Addicted to cheap goods
The race to reinvent industry in the Pearl River Delta masks a fundamental drawback for China’s industrial base and the consumers around the world who have become addicted to cheap Chinese goods.
Guangdong for three decades created one of those rare periods in industrial development where everything came together in the same place at the same time—capital, cheap labor, infrastructure and relative freedom from controls. The world’s biggest ships, carrying up to 19,000 containers, could dock in Shenzhen and fill up with goods for all over the world, none of which was made more than 100 miles away.
By moving elsewhere in China, factories may be able to trim wage bills or gain access to cheaper land, but they lose the concentration of suppliers, logistics and services that Guangdong has built up over 30 years.
Gao Dapeng, CEO of Desay SV Automotive Co., which makes car navigation systems in Huizhou, said the overall cost saving of moving to an inland province like Chongqing is only about 10 percent, and it would mean the plant would be hundreds of miles from its suppliers. He said the company is not sure if the relocation is worth that.
Yet factories in the province continue to close, stirring discontent.
The number of strikes and protests in China doubled last year, according to the China Labour Bulletin.

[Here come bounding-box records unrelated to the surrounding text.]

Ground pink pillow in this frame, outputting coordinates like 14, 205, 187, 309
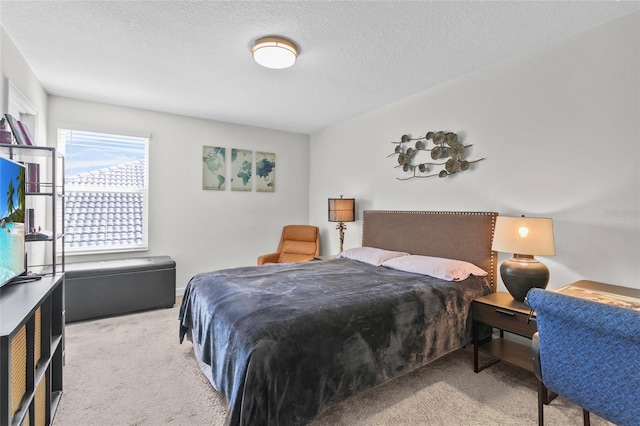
338, 247, 409, 266
382, 255, 487, 281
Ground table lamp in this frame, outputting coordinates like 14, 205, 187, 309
329, 195, 356, 253
491, 216, 556, 302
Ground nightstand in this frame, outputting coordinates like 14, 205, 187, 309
471, 291, 556, 404
471, 292, 537, 373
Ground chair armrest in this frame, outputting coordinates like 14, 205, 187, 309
258, 253, 280, 265
531, 333, 542, 381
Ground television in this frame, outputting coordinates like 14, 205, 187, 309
0, 157, 26, 287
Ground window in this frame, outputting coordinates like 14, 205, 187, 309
58, 129, 149, 254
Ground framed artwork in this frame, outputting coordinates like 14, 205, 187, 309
256, 151, 276, 192
231, 148, 253, 191
202, 145, 227, 191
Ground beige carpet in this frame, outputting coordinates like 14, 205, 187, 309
54, 306, 610, 426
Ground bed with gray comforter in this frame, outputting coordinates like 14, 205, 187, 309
180, 212, 493, 425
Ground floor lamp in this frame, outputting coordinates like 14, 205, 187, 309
329, 195, 356, 253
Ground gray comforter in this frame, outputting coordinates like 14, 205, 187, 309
180, 259, 491, 425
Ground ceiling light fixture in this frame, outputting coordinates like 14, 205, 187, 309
251, 37, 298, 69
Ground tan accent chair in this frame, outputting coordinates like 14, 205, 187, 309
258, 225, 320, 265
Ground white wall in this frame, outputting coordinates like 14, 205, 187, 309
309, 13, 640, 290
49, 96, 309, 289
0, 27, 47, 145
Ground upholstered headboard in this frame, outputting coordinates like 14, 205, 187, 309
362, 210, 498, 291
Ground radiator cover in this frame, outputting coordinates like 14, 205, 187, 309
65, 256, 176, 322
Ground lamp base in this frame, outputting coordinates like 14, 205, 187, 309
500, 254, 549, 302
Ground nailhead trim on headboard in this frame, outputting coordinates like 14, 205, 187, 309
362, 210, 498, 291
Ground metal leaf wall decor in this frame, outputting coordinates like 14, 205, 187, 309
389, 131, 484, 180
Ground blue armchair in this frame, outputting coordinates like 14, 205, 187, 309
527, 289, 640, 426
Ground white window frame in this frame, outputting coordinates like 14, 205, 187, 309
57, 128, 150, 256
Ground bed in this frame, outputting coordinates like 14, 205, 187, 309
179, 210, 497, 425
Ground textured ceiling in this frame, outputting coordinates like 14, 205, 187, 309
0, 0, 640, 133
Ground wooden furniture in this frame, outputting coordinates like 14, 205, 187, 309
471, 291, 537, 373
0, 274, 64, 426
0, 145, 65, 275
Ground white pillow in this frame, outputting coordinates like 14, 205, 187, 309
338, 247, 409, 266
382, 255, 487, 281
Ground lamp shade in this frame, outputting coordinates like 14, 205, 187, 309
329, 197, 356, 222
491, 216, 556, 256
251, 37, 298, 69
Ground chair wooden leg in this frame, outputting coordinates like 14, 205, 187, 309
538, 380, 547, 426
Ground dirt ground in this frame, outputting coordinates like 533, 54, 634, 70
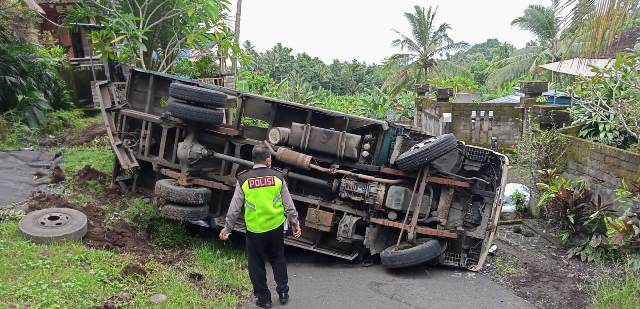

Among the 886 incidents recorded in manufacturing, 267 were in Guangdong, three times as many as the next highest province.
Last year, thousands of workers protested on the streets of Dongguan when Microsoft Corp. decided to close the old Nokia factory that had been operating since the mid-1990s.
Rising discontent has brought a tough response from city officials, according to some workers, who asked not to be identified for fear of retaliation. They said their mobile phones were being monitored by the government.
“None of us likes this situation we’re in but we didn’t have much choice,” said Yu, the factory worker. “The factory owner was going to run out of cash, and the government should take some responsibility.”
Like many of the companies, Yu’s biggest drawback with relocating home to Chongqing is the cost and the upheaval. Her son is in high school and her husband runs a small local restaurant.
With the new robot-staffed factories, and startups that employ hundreds rather than thousands, many of the millions who came to make Guangdong an industrial superpower may have little choice but to return home.
For Jerry Yang, a production-line manager in his early 40s whose employer has slashed output, that feels like a betrayal. “I sold my youth to Dongguan,” he said. “And look how it treats me.”